June 14, 2005
Special for THE NEW TIMES HOLLER!
© Amir Bey, 2007
Here are two subway installations and a musical event that are must know-abouts:
DETAIL FROM LOVING’S INSTALLATION
Permanent Subway Installations
The Metropolitan Transit Authority Arts For Transit program has been quite busy during the past few years, installing a diverse multitude of artists as part of its make-over of the city's subway stations. Two recent installations have just been completed and deserve a shout-out:
A collaboration by the late master printmaker and founder of The Printmaking Workshop, Robert (Bob) Blackburn, and the painter Ty Sing Smith at the 116th Street station on the #6 line, which is located on 116th and Lexington features a series of six to eight murals made of large tiles that combine the bold forms of Blackburn with the vitality of Smith's colors. Because a good deal of the recent works in the subway stations are figurative, these organically structured abstract forms make a strong impact as they jump out at viewers, whether one is bustling by on the #s 4 or 5 express trains or is at the station. This is quite possibly the last creative work by Blackburn, completed within months before his passing in spring, 2003.
An installation of over 30 faceted glass windows by the mixed media sculptor and painter Al Loving can be seen at the Broadway Junction station where the A, C, J, L and Z trains meet in Brooklyn. Faceted glass, a medium of thick bright colored glass cut into different shapes to form mosaic images, is well suited for Loving's swirls and patterns of color. The number and varying sizes of windows allowed Loving to explore extensive combinations of the checked patterns, circles, lines, and color that is in his usual work. According to the fabricators of this project, Hauser Glass of Winona, Minnesota, Loving experimented with subtle shading variations, yielding atypical results for color in faceted glass. The windows can be found on angled panels as one rides the escalators between platforms and in certain walls. For the best viewing, see this installation during the day, since faceted glass makes use of sunlight passing through it. The attached photo shows one of the larger windows, approximately four feet by four feet, on a wall above a stair way.

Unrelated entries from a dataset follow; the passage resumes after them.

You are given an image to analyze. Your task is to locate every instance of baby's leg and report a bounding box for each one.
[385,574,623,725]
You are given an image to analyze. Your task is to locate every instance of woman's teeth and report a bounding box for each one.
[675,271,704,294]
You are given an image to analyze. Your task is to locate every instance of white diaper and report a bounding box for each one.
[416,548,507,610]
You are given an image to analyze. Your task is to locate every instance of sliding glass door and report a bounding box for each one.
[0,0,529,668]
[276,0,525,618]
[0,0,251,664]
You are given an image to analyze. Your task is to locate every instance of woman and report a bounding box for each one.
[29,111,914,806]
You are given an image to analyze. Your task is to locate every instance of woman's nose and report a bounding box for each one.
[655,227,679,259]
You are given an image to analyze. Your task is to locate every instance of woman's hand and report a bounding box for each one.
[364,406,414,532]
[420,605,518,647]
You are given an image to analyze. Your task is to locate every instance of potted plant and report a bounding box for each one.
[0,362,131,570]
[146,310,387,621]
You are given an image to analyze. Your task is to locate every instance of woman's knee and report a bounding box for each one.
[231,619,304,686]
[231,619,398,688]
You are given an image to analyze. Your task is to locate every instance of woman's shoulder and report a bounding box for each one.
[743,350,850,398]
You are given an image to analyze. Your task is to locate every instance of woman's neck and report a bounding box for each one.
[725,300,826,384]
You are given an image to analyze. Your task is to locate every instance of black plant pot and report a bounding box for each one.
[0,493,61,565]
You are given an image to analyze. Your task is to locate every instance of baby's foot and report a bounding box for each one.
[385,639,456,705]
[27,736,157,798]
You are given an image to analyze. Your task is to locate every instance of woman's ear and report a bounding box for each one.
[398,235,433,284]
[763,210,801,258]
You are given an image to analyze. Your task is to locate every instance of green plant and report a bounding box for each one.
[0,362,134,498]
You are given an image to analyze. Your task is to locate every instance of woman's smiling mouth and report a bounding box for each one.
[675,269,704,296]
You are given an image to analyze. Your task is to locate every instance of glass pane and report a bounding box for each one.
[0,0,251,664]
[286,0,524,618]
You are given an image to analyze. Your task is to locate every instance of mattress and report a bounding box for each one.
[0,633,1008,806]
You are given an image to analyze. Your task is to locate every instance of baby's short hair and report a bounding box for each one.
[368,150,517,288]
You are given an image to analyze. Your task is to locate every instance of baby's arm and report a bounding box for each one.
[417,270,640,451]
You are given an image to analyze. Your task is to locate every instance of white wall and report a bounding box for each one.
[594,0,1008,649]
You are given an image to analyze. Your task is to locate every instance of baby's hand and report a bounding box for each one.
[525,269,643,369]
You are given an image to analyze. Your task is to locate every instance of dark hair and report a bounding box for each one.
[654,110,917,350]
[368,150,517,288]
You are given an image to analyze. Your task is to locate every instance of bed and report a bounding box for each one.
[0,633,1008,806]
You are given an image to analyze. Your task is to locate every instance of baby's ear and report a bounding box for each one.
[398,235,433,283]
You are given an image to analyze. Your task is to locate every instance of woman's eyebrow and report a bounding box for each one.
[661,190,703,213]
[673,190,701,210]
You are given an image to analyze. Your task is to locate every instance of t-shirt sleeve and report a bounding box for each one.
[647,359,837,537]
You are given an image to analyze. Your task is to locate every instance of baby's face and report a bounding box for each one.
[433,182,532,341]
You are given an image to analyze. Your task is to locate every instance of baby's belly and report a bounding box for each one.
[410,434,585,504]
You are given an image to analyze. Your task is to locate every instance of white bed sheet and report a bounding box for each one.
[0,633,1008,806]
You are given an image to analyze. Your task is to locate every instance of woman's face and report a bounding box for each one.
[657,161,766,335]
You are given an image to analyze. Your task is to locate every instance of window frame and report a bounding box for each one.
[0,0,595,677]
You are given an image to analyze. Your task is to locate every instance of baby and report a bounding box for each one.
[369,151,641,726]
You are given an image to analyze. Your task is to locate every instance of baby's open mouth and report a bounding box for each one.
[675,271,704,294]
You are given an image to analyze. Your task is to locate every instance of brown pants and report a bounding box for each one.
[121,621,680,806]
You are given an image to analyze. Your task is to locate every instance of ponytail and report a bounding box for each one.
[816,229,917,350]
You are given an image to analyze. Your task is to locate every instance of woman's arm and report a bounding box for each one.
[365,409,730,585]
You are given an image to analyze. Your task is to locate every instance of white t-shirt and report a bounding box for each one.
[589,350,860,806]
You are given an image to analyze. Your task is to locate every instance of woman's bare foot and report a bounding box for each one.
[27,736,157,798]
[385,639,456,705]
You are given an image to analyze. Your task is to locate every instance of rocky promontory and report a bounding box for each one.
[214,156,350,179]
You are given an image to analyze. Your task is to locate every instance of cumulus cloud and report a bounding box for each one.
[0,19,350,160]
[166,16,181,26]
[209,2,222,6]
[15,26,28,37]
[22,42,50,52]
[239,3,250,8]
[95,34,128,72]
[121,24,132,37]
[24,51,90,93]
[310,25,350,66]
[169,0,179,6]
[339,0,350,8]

There was a musical event that was led by Craig Harris. Readers should be on the look-out for any performances by him:
Trombonist/composer/conductor Craig Harris led and performed with his big band ensemble at the Studio Museum in Harlem this past Friday night, a work titled Souls Within The Veil. The compositions commemorated the centennial of W.E.B. Dubois's The Souls of Black Folk, a historical document whose prose reads like poetry. If I could title the work of Harris over the last few years, I'd call it "Craig Represents", for his originality and the historical allusions and evocations that are both social and musical, which give his work much integrity. In the current age of commercialism when music students are cranked out and dissuaded from being courageous in their searches, I feel that there is still hope when I hear Craig "fight the good fight". The blurb put out states that the "Original composition was written for 10 Souls using musical instruments". Those souls included Hamiet Bluiett, Chico Freeman, Jorge Sylvester, Jay Rodriguez -Reeds; Craig Harris, Eddie Allen, Graham Haynes, -Brass; and Kwe Yao Agypon, Mark Johnson, Jaribu Shahid, -Rhythm section. One of this writer's favorite moments was the dialogue between Craig and the drummer Kwe Yao Agypon that took place. There was a slide presentation of African American photography and imagery, organized by the curator and photography scholar of African American historical themes, Deborah Willis, Ph.D. The presentation was collaborative in its effect, and sometimes signaled different segments of the performance as it progressed. While the images from the past were informative, those of the immediate past and the present generated re-cognitive and identifying responses from viewers.